All other CSL types are also allowed, though they are mostly out of scope:

  • article (generic; should usually be some other type)
  • article-newspaper
  • bill
  • broadcast
  • entry-dictionary
  • figure
  • graphic
  • interview
  • legislation
  • legal_case
  • map
  • motion_picture
  • musical_score
  • pamphlet
  • personal_communication
  • post
  • review-book
  • song
  • treaty

For the purpose of statistics, the following release types are considered "papers":

  • article-journal
  • chapter
  • paper-conference
  • thesis

release_status Vocabulary

These roughly follow the DRIVER publication version guidelines, with the addition of a retracted status.

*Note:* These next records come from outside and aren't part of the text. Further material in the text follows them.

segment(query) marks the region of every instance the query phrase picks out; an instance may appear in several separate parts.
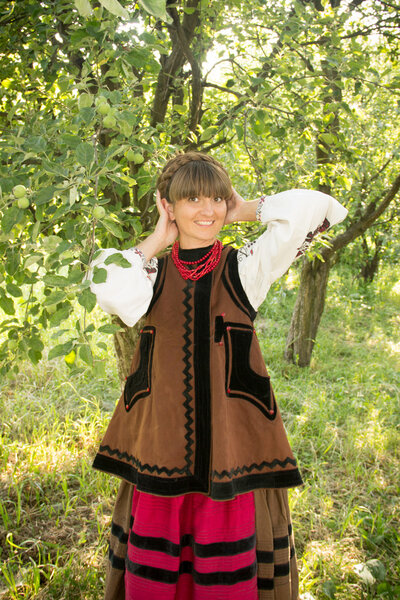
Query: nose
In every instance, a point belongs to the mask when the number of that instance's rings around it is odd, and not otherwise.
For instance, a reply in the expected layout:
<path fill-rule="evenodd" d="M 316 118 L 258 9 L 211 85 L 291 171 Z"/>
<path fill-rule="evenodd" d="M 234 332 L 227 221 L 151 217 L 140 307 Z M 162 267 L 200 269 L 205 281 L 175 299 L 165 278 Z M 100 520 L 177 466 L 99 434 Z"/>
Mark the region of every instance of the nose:
<path fill-rule="evenodd" d="M 212 198 L 203 198 L 201 203 L 201 212 L 207 216 L 214 214 L 214 201 Z"/>

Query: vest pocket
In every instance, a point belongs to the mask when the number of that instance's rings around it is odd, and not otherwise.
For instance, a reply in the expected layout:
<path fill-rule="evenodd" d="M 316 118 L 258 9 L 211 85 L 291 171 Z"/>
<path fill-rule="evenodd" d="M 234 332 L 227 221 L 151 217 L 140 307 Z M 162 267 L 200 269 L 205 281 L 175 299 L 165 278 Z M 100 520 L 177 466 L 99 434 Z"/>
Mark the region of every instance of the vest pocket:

  • draft is an early version of a work which is not considered for peer review. Sometimes these are posted to websites or repositories for early comments and feedback.
  • submitted is the version that was submitted for publication. Also known as "pre-print", "pre-review", "under review". Note that this doesn't imply that the work was every actually submitted, reviewed, or accepted for publication, just that this is the version that "would be". Most versions in pre-print repositories are likely to have this status.
  • accepted is a version that has undergone peer review and accepted for published, but has not gone through any publisher copy editing or re-formatting. Also known as "post-print", "author's manuscript", "publisher's proof".
  • published is the version that the publisher distributes. May include minor (gramatical, typographical, broken link, aesthetic) corrections. Also known as "version of record", "final publication version", "archival copy".
  • updated: post-publication significant updates (considered a separate release in Fatcat). Also known as "correction" (in the context of either a published "correction notice", or the full new version)
  • retraction for post-publication retraction notices (should be a release under the same work as the published release)

Note that in the case of a retraction, the original publication does not get status retracted, only the retraction notice does. The original publication does get a widthdrawn_date metadata field set.

When blank, indicates status isn't known, and wasn't inferred at creation time. Can often be interpreted as published, but be careful!

contribs.role Vocabulary

  • author
  • translator
  • illustrator
  • editor

All other CSL role types are also allowed, though are mostly out of scope for Fatcat:

  • collection-editor
  • composer
  • container-author
  • director
  • editorial-director
  • editortranslator
  • interviewer
  • original-author
  • recipient
  • reviewed-author

If blank, indicates that type of contribution is not known; this can often be interpreted as authorship.

Works

Works have no fields! They just group releases.